呉可熙(ウー・クーシー)は、映画で爆発、殺陣など危険なシーンがあったものの、自らの脚本を演じられる喜びと達成感を語りました。「悩みであろうと喜びであろうと、自分の人生の数々を、芸術創作の形を通して、みんなに共有できて嬉しい」

初めてジャンル映画に挑戦したという趙・監督は、「台湾元6000万元をかけたニナ・ウーの撮影は、本当に大変だった。非常にユニークな脚本なので、今まで台湾にはないジャンルのスリラー映画となった。カンヌ国際映画祭にノミネートできるとは、とても驚いた」と話しました。

趙・監督は、「ジャンル映画は、オリジナル性を保ちながら、観客に物語をわかってもらわなければならないので、非常に難しい。カンヌ国際映画祭にノミネートされた後、欧米のメディアの注目も集めた。この映画は、ハリウッドの制作会社が発行することになるから、欧米での注目度がより高められるかもしれない」と説明しました。

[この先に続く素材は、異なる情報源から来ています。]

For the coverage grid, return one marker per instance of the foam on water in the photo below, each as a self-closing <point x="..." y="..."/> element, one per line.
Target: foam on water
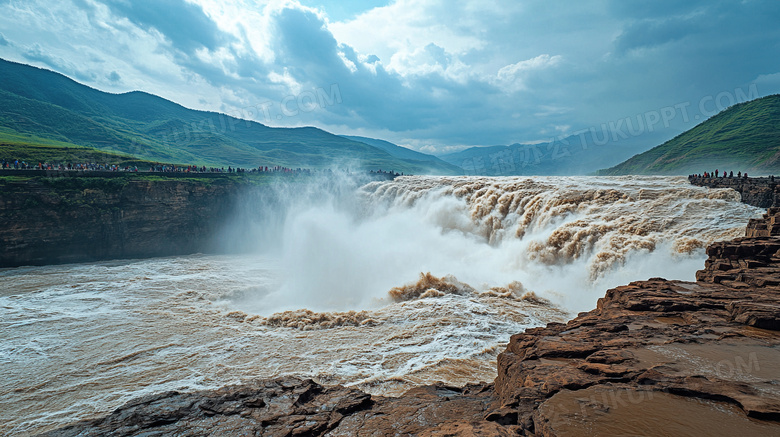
<point x="80" y="340"/>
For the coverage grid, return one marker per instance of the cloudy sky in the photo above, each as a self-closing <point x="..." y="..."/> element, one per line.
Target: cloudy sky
<point x="435" y="75"/>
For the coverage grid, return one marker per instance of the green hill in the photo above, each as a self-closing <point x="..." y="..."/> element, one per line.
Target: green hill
<point x="41" y="107"/>
<point x="438" y="166"/>
<point x="744" y="137"/>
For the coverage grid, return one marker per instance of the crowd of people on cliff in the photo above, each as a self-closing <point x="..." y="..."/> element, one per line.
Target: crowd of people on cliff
<point x="730" y="175"/>
<point x="16" y="164"/>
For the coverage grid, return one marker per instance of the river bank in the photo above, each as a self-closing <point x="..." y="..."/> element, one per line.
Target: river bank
<point x="686" y="358"/>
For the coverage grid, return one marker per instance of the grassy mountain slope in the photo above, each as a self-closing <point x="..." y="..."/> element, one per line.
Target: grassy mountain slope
<point x="42" y="104"/>
<point x="744" y="137"/>
<point x="437" y="166"/>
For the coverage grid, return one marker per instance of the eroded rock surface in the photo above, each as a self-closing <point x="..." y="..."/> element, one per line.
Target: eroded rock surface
<point x="655" y="357"/>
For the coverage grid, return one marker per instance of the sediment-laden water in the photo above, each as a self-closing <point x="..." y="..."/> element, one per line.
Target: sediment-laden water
<point x="396" y="284"/>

この映画の音楽プロデューサーである、林強さんは、今まで趙・監督と2回仕事していたから、きっと順調に行けると思ったら、結局色々と踏み躙られた。しかしそのおかげで、いい勉強になったと述べました。

林強さんは「監督に今までと全然違うものが欲しいと言われたから、家でアナログの電子楽器を気ままにいじって、6曲を作って渡したら、全部却下された」と苦笑いました。

今年のカンヌ国際映画祭は、5月14日から25日にかけてフランスで開催されています。同時開催されているカンヌ・フィルム・ マーケットには、台湾から111本の映画と計画案が出展しています。台湾のバーチャルリアリティ作品も複数公開され、VR映像制作の実力を世界に見せています。